Lang then looked at the daily chart of Intel, which had major lackluster performance earlier in the year. Since Aug. 24, it has exploded but somehow managed to stay under-the-radar. Lang actually found that Intel's rally has helped to pull up many of the other semiconductor names, too.
Best of all, Lang pointed out that Intel has a powerful inverse head-and-shoulders pattern in the chart. This is one of the most reliable positive chart formations out there, even if it sounds like a bottle of shampoo.
He found that Intel has just crossed the neckline of the pattern, which means that the inverse head and shoulders formation is the real deal. Based on this bullish formation, Lang thinks Intel can travel up to $35 from $31.74 where it closed on Tuesday.
The only thing that kept Lang from framing the picture of Intel's beautiful chart was the fact that the 50-day moving average is still below the long-term 200-day moving average.

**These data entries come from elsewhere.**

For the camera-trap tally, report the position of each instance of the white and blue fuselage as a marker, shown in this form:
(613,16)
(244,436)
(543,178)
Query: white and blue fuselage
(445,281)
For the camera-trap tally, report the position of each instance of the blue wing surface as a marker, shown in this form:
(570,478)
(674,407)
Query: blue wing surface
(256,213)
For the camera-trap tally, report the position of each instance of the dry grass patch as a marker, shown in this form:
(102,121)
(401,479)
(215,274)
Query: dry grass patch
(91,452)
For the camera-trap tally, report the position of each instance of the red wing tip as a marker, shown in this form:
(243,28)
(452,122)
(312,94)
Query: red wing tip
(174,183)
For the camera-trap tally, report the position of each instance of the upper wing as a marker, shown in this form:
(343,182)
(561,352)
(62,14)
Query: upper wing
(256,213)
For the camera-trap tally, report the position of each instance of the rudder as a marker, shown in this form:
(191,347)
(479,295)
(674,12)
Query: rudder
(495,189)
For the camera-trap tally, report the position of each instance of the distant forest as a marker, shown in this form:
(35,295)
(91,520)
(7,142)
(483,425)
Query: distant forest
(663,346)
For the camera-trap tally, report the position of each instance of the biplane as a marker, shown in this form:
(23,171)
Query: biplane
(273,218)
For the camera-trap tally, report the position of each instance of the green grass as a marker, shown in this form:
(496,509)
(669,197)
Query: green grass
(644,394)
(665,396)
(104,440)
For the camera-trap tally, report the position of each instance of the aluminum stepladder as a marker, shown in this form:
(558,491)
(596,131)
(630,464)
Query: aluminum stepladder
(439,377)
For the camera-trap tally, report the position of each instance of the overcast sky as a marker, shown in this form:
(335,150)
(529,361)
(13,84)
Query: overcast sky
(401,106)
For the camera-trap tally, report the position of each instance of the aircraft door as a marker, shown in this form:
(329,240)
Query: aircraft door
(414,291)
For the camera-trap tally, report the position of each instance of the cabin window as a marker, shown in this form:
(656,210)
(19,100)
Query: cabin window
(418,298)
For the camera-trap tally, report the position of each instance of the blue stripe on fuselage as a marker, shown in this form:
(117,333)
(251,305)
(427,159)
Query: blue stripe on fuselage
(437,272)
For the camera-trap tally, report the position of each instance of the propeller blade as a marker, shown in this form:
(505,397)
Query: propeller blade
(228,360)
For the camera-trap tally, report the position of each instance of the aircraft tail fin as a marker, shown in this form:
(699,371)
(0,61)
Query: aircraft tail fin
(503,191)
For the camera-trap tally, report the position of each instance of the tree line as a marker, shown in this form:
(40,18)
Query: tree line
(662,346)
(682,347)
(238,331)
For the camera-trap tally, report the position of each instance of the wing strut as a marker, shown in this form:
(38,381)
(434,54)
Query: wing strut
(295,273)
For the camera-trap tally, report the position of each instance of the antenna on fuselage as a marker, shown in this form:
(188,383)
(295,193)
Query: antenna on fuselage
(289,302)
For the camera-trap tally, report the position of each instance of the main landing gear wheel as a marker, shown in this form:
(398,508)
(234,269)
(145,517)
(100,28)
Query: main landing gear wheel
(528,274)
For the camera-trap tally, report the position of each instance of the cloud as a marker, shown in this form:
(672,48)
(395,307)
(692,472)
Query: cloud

However, he thinks that could change soon.
"The company reports next Tuesday, and we really don't know how the quarter is going to be, so if you want to buy Intel, I suggest putting on a little bit of your position if we get some weakness before the earnings report, and then waiting until after the quarter to buy the rest," Cramer said.
So, if the market gets another big downdraft, Lang's charts show both Intel and Microsoft can keep roaring. These are exactly the kind of stocks to buy on that downdraft, or even if there isn't.